EMC has always been known for its aggressive customer support. Sometimes it sounds as if the whole company pivots around a problem at a customer data center. Now with the recent announcement of Agile Support, however, it has outlined an aggressive, comprehensive expansion of its support program. Agile Support combines:
- Online versions of maintenance manuals and other printed information;
- Web-based self-service;
- Webinars with key EMC executives, engineers, and marketing personnel;
- Twitter and other social media.
All of this is being delivered in a growing list of languages selected based on customer requests to multiple end-user devices including laptops, tablets, and smart phones. The object, says EMC VP of Global Strategy and Operations Christopher Scollo, is to “deliver the information the customer needs, in the form that is most convenient to the customer and language that the customer prefers, on the device the customer wants to use.”
If this means a video or slide show of a procedure with text in Chinese, Brazilian Portuguese, or Basque, to a tablet or smartphone, then the goal of Agile Support is to deliver that not as a special effort but as a normal, routine service. And, Scollo points out, that “customer” can mean an EMC field engineer, an end user, or a channel partner.
EMC is not the only vendor upgrading its support, says IDC Research Manager Elaina Stergiades. “Most major hardware and software support services providers are expanding online support resources to include robust portals with multiple avenues of support delivery…. That being said, EMC has rolled out support channels like chat fairly aggressively, and – when combined with recent modifications to support delivery teams – has seen improvement in support delivery and customer experience over time.”
Chat and customer forums are a major focus on Agile Support, driven by customer requests. “Customers who three years ago would have picked up the phone have told us they prefer chat,” says Scollo, who sits in EMC’s Global Services unit. “And we want to deliver chat in the language that the customer prefers. When a customer has a technical question and can type it out that often can be a clearer method of communication than voice.”
Forums that “give customers a chance to interact with each other are gaining a lot of positive reactions from our customers,” he says. These let customers help each other as well as communicate with EMC experts. EMC is using online translation services to open these conversations to customers who speak different languages to further break down barriers.

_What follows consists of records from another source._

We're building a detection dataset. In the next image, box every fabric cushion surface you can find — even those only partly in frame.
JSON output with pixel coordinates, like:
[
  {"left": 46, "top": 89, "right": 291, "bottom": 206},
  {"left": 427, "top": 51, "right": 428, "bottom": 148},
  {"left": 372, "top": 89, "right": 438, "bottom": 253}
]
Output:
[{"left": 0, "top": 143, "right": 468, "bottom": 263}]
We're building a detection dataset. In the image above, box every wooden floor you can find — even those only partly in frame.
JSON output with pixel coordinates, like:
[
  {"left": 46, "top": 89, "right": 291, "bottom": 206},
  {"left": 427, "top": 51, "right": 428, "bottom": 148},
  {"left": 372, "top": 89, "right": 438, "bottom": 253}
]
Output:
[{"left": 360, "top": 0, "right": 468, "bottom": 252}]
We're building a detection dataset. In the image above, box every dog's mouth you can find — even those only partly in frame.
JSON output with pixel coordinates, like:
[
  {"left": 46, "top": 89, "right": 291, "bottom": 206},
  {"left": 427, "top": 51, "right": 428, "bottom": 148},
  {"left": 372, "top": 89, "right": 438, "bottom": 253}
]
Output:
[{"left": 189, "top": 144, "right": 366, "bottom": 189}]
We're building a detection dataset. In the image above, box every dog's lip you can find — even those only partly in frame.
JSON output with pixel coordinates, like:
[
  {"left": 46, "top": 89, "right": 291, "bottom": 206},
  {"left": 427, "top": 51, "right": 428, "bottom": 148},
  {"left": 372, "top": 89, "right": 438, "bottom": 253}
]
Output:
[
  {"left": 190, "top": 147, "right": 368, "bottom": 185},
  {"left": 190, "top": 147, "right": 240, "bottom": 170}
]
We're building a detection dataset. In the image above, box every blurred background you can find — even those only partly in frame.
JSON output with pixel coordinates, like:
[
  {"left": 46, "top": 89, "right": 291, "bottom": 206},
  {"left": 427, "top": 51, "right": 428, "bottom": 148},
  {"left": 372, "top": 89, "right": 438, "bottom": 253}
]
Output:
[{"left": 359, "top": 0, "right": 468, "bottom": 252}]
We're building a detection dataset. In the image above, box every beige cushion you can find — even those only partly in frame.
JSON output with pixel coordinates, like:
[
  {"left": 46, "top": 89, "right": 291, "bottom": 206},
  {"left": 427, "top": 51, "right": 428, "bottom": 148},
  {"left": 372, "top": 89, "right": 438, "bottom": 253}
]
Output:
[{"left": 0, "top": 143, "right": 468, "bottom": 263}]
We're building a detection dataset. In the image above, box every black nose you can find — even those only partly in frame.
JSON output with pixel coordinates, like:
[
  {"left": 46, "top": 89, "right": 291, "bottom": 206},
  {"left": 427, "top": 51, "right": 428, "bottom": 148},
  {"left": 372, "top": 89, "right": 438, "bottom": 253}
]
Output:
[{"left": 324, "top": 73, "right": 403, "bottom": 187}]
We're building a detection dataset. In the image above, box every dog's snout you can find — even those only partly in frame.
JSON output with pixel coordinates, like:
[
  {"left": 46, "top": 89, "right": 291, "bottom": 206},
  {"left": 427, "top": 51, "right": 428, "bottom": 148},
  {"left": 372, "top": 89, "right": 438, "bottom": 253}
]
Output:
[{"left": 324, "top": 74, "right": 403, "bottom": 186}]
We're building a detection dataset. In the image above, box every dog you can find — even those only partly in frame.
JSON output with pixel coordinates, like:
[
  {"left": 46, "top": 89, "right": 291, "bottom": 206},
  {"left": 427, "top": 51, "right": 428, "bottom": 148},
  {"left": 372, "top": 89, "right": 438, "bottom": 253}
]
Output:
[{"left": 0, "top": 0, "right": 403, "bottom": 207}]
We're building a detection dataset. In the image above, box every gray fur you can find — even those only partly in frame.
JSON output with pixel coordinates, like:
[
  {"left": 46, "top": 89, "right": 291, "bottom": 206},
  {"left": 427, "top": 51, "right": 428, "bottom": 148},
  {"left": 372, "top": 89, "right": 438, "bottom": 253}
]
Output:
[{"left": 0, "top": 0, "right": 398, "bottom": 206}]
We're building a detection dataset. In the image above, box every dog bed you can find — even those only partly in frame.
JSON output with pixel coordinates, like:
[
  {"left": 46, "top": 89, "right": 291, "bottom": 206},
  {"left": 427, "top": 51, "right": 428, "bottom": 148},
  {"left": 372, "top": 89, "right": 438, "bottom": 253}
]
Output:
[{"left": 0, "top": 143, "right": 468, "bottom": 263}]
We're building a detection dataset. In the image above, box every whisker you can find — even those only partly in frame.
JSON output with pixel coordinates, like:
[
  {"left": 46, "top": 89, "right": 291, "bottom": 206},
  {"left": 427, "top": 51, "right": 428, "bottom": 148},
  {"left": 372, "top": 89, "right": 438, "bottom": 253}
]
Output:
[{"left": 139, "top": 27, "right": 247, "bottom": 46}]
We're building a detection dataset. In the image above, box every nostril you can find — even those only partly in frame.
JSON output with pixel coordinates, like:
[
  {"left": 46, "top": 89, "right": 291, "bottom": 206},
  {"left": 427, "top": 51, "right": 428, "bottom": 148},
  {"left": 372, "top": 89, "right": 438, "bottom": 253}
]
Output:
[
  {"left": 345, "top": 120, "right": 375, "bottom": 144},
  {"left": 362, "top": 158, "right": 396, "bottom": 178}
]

And part of the point of Agile Support is to facilitate combining these media, so that a customer may start a conversation with EMC via chat and then move to telephone or other media.
Social media also enters into the equation. EMC support has its own Twitter handle and uses it to communicate with customers. And EMC is using Big Data technologies to search social media for comments about it and its products and related discussions among customers as another way of understanding what customers need.
Languages are another major focus of Agile Support. A few years ago support was delivered in a limited number of major languages. Today EMC’s goal is to communicate with individual customers, partners, and support staff in the language and often dialect they prefer, in the medium they want. That includes, for instance, both European and Brazilian Portuguese, and potentially Quebecois as well as European French.
Delivery to multiple end-user devices is also an important focus. “If our field support people or customers use mobile devices – and they all do – we want to deliver the information on those devices, because the better we can equip them the more effective they can be at the customer’s site,” Scollo said.
This is still a work in progress, Scollo admits, but he is already looking ahead to the next step: Proactive support. “We have been a massive reactive organization,” he says. Now EMC is beginning to harness advanced analysis of data from multiple sources, including the internal diagnostics built into its devices in customer data centers, to intercept problems before they develop and, beyond that, to help customers improve their environments and find ways to save money or support new business initiatives.
“Everything we do is built around being there for our customers when they need us,” Scollo said. “Agile support is built on that same premise, around how we can respond to and proactively deliver support to them in the way in which they want it. That is what customers expect from EMC, a world-class support experience.”